Republicans and Democrats seem to have finally found something they agree on: Deficits are no big deal.
On Wednesday, Senate leaders from both parties reached a preliminary bipartisan agreement to increase spending by as much as $500 billion over several years — enough to drive the federal budget deficit above the $1 trillion threshold in 2019, according to an estimate from the Committee for a Responsible Federal Budget.
There has been some grousing from House Republicans in the right-wing Freedom Caucus — including Arizona Representative Paul Gosar, who carped: “There’s no way in hell I sit by and vote for this.”
And it’s still possible they’ll try to block this spending deal.

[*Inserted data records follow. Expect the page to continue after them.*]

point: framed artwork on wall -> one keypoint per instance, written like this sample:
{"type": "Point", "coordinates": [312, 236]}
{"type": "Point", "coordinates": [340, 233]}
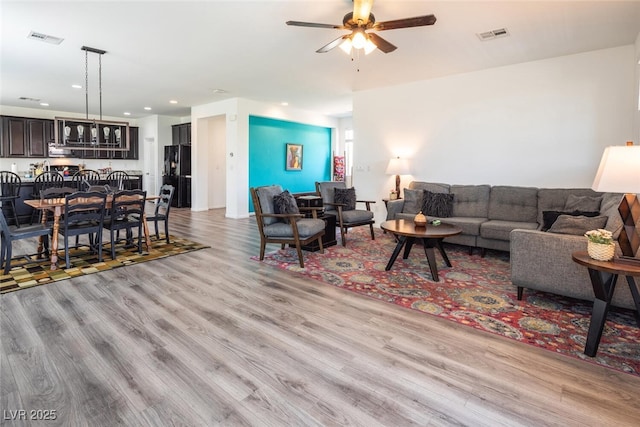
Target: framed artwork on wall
{"type": "Point", "coordinates": [293, 158]}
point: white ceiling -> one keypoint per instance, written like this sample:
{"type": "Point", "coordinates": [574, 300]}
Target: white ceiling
{"type": "Point", "coordinates": [182, 50]}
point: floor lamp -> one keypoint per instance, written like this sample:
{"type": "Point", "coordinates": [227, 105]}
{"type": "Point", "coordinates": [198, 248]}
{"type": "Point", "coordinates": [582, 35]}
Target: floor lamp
{"type": "Point", "coordinates": [619, 172]}
{"type": "Point", "coordinates": [398, 167]}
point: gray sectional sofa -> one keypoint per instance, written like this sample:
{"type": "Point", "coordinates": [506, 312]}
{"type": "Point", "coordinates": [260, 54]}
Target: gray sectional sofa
{"type": "Point", "coordinates": [511, 218]}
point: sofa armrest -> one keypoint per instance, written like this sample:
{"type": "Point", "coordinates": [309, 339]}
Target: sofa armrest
{"type": "Point", "coordinates": [394, 207]}
{"type": "Point", "coordinates": [542, 261]}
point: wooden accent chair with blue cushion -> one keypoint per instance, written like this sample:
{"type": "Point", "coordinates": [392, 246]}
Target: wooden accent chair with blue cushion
{"type": "Point", "coordinates": [8, 235]}
{"type": "Point", "coordinates": [161, 212]}
{"type": "Point", "coordinates": [286, 227]}
{"type": "Point", "coordinates": [341, 201]}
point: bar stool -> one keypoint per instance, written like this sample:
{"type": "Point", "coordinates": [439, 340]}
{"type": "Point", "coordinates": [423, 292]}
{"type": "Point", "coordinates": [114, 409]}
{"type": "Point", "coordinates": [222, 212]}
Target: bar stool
{"type": "Point", "coordinates": [10, 184]}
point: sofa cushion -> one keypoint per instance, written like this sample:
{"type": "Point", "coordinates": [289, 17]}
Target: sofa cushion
{"type": "Point", "coordinates": [554, 199]}
{"type": "Point", "coordinates": [500, 229]}
{"type": "Point", "coordinates": [470, 200]}
{"type": "Point", "coordinates": [519, 204]}
{"type": "Point", "coordinates": [346, 197]}
{"type": "Point", "coordinates": [549, 217]}
{"type": "Point", "coordinates": [434, 187]}
{"type": "Point", "coordinates": [577, 225]}
{"type": "Point", "coordinates": [439, 205]}
{"type": "Point", "coordinates": [468, 225]}
{"type": "Point", "coordinates": [412, 201]}
{"type": "Point", "coordinates": [285, 203]}
{"type": "Point", "coordinates": [583, 203]}
{"type": "Point", "coordinates": [609, 208]}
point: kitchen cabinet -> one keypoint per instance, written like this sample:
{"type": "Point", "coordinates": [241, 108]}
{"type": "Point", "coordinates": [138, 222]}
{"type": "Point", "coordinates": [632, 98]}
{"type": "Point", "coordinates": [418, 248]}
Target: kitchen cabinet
{"type": "Point", "coordinates": [181, 134]}
{"type": "Point", "coordinates": [24, 137]}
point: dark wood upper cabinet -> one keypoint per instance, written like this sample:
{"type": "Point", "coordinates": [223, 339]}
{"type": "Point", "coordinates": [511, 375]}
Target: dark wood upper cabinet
{"type": "Point", "coordinates": [181, 134]}
{"type": "Point", "coordinates": [37, 138]}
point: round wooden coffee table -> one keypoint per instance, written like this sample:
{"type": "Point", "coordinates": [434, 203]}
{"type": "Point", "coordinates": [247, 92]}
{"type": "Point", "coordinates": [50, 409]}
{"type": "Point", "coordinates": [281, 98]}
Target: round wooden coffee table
{"type": "Point", "coordinates": [431, 237]}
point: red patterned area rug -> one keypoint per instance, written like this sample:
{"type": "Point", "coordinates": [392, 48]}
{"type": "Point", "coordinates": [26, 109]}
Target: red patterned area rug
{"type": "Point", "coordinates": [475, 291]}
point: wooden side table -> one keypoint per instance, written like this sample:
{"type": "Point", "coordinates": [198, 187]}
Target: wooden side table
{"type": "Point", "coordinates": [604, 275]}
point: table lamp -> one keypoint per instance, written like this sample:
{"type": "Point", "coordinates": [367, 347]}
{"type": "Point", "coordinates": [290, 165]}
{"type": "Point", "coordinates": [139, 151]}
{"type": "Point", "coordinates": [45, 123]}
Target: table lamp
{"type": "Point", "coordinates": [398, 167]}
{"type": "Point", "coordinates": [619, 172]}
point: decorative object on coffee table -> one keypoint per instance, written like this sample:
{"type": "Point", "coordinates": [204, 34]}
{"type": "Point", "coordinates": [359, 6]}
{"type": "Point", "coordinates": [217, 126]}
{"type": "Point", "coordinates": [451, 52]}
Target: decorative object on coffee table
{"type": "Point", "coordinates": [398, 167]}
{"type": "Point", "coordinates": [600, 245]}
{"type": "Point", "coordinates": [619, 172]}
{"type": "Point", "coordinates": [420, 220]}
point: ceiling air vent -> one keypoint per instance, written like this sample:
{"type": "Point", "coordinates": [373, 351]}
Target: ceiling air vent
{"type": "Point", "coordinates": [26, 98]}
{"type": "Point", "coordinates": [44, 38]}
{"type": "Point", "coordinates": [493, 34]}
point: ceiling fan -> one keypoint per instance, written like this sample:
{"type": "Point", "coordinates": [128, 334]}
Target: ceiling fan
{"type": "Point", "coordinates": [361, 20]}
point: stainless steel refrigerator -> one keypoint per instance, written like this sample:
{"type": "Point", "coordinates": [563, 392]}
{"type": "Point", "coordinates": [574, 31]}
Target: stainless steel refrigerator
{"type": "Point", "coordinates": [177, 172]}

But in December, Gosar and the entire Freedom Caucus voted for the Republican tax plan, which is expected to add nearly $1.5 trillion to the deficit over 10 years.
Just because the debate over deficits has grown stale and is marred by bad-faith arguments doesn’t mean rising deficits are benign. They carry real risks for the government, for the ongoing whiplash on Wall Street, and for the health of the entire US economy.
Here are six of the biggest concerns, listed in order from mild to truly menacing:
A deficit is like an IOU
Eventually it has to be paid back. So every time government deficits rise, so too does the uncertainty about how exactly the money will be repaid.
And there is no magic solution, just a choice between raising taxes (eventually), cutting programs (someday), or finding a workable balance betweenthe two.
The fact that states, businesses, and individuals don’t know the outcome makes it harder to plan for the future, because they can’t tell if we’re headed toward a high-tax or a low-service world.
And the whole situation is made more vexing by the D.C. seesaw, with power oscillating between two polarized parties with totally different preferences.
A deficit is more like an IOU atop a pile of existing IOUs
Namely, that’s the $15 trillion in government debt. Not only do rising deficits add to the pile; they actually make the whole debt load harder to finance. That’s because in the short term, deficits are paid for with government borrowing in the form of Treasury bonds. With rising deficits, the government needs to sell more bonds, and when the economy is strong — as ours is — the only way to attract additional investors is by raising the payouts (i.e., the annual yields). But guess what? Those new, higher yields feed back into the old debt, making it more expensive to roll over or refinance.
Something similar happens to companies
They also issue bonds.
When trillion-dollar deficits force the government to attract new investors with higher bond yields, guess who also has to raise payouts to keep up?
Even small increases in bond yields would make it harder for companies to attract capital, blunting investment.
But big jumps in the bond market could leave some businesses underwater, unable to cover their existing debts and short on the cash needed for daily operations.
Stocks: another risk
Our already-wobbling stock market — the Dow fell more than 1,000 points Thursday — is another potential victim of government deficits.
Because if bond yields do rise as a result of increased government borrowing, investors will take note, shifting more of their money out of stocks and into corporate or government bonds.
After all, who needs the risk and volatility that come with investing in stocks when you can get decent-paying, generally stable returns on bonds?
Should that shift actually occur, it would drain demand from the stock market and push share prices even lower.
Investors may start avoiding government bonds
At some point, they may start refusing to buy government bonds altogether, out of concern that the United States will never cover its debts.
That would trigger a full-blown debt crisis, leaving the government unable to finance its operations.
The mere fact that the United States has its own currency makes this less likely, because we can always print dollars as needed.
But if a debt crisis did erupt, it could destabilize the entire economy, driving up interest rates while forcing the government to rapidly reduce deficits with either massive tax increases or sudden spending cuts.
What about the next recession?
Among all the risks that come with rising government deficits, the one that seems most urgent is lack of readiness for the next recession.
When the last recession hit, we fought back on two fronts: The Federal Reserve cut interest rates by 5 percentage points to encourage borrowing, and Congress passed an $800 billion stimulus package to boost overall spending.
Both tricks will be a lot harder to pull off next time, since interest rates aren’t high enough to allow for a 5 percent cut, while large-scale stimulus could push the deficit to truly unprecedented levels. We are, as a consequence, much more economically vulnerable.
So much for the blasé attitude toward deficits. But if reading through this list has you sweating, the good news is these fears may still be overblown; the United States has been running regular deficits for 15 years, with little impact thus far. Still, it might be nice if more D.C. lawmakers were taking such concerns seriously.